Sports Ball: Wiesbaden Testet Comeback der Gala

Wiesbaden will Ball des Sports zwischen 2028 und 2032 ausrichten – doch die Kosten bleiben umstritten

Wiesbaden prüft Bewerbung für den Ball des Sports zwischen 2028 und 2032

Die hessische Landeshauptstadt erwägt, sich als Austragungsort für den prestigeträchtigen Ball des Sports zu bewerben. Das Großereignis könnte erhebliche wirtschaftliche Vorteile mit sich bringen, doch die Stadtspitze muss die Kosten sorgfältig abwägen. Erste Gespräche mit der Stiftung Deutsche Sporthilfe zur Machbarkeit haben bereits stattgefunden.

Die Stiftung plant, mögliche Gastgeberstädte noch in diesem Sommer zu bewerten. Wiesbadens Interesse geht auf einen Antrag der FDP vom 28. Mai zurück, in dem die Stadt aufgefordert wurde, ihre Bereitschaft zur Ausrichtung zu erklären. Oberbürgermeister Gert-Uwe Mende hat sich bereits mit Maximilian Hartung, dem Vorsitzenden der Stiftung, über die Sicherung des Events ausgetauscht.

Zwischen 2018 und 2022 investierte Wiesbaden jährlich rund 687.000 Euro in den Ball des Sports. Die Veranstaltung brachte zuvor etwa 800 Hotelübernachtungen für Gäste sowie weitere 1.600 für Techniker, Dienstleister und Organisatoren. Laut der Wiesbadener Kongress- und Marketing GmbH generiert jeder in städtischen Einrichtungen ausgegebene Euro einen regionalen Mehrwert von fünf bis acht Euro.

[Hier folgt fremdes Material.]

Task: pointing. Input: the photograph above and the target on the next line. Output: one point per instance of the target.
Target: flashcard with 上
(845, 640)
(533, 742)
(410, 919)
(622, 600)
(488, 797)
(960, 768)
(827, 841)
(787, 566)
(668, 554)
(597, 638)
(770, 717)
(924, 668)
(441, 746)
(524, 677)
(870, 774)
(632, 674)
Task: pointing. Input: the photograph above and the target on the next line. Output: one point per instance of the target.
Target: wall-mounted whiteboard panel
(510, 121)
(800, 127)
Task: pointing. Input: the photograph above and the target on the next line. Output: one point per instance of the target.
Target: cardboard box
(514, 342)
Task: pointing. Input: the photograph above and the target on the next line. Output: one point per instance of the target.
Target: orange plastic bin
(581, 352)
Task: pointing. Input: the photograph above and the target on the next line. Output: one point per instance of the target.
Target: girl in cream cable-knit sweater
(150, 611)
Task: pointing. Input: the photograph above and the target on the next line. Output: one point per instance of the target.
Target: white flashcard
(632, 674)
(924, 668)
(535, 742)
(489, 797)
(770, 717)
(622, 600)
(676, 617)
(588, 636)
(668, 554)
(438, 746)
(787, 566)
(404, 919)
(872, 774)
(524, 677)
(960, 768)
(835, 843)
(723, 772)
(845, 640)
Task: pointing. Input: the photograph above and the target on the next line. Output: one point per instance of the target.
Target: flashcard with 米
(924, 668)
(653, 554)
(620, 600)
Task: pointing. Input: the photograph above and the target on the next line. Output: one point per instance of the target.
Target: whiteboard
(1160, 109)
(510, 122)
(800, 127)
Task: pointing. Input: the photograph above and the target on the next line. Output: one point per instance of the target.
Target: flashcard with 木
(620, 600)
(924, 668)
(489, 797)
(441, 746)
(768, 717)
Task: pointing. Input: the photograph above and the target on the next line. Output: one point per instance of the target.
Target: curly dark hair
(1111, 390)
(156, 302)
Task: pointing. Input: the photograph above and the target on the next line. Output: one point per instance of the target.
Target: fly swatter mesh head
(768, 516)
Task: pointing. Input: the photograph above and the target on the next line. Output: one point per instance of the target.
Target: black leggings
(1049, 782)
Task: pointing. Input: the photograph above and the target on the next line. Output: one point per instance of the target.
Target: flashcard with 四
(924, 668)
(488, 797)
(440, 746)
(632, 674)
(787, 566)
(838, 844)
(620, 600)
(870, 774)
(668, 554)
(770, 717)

Bürgermeisterin Christiane Hinninger warnte jedoch, dass die Finanzierung des Events Mittel aus anderen Haushaltsbereichen abziehen würde. Dennoch zeigt sich die Stadt offen für weitere Gespräche. FDP-Kreise betonen, Wiesbaden müsse zügig handeln, um die Chance nicht zu verpassen.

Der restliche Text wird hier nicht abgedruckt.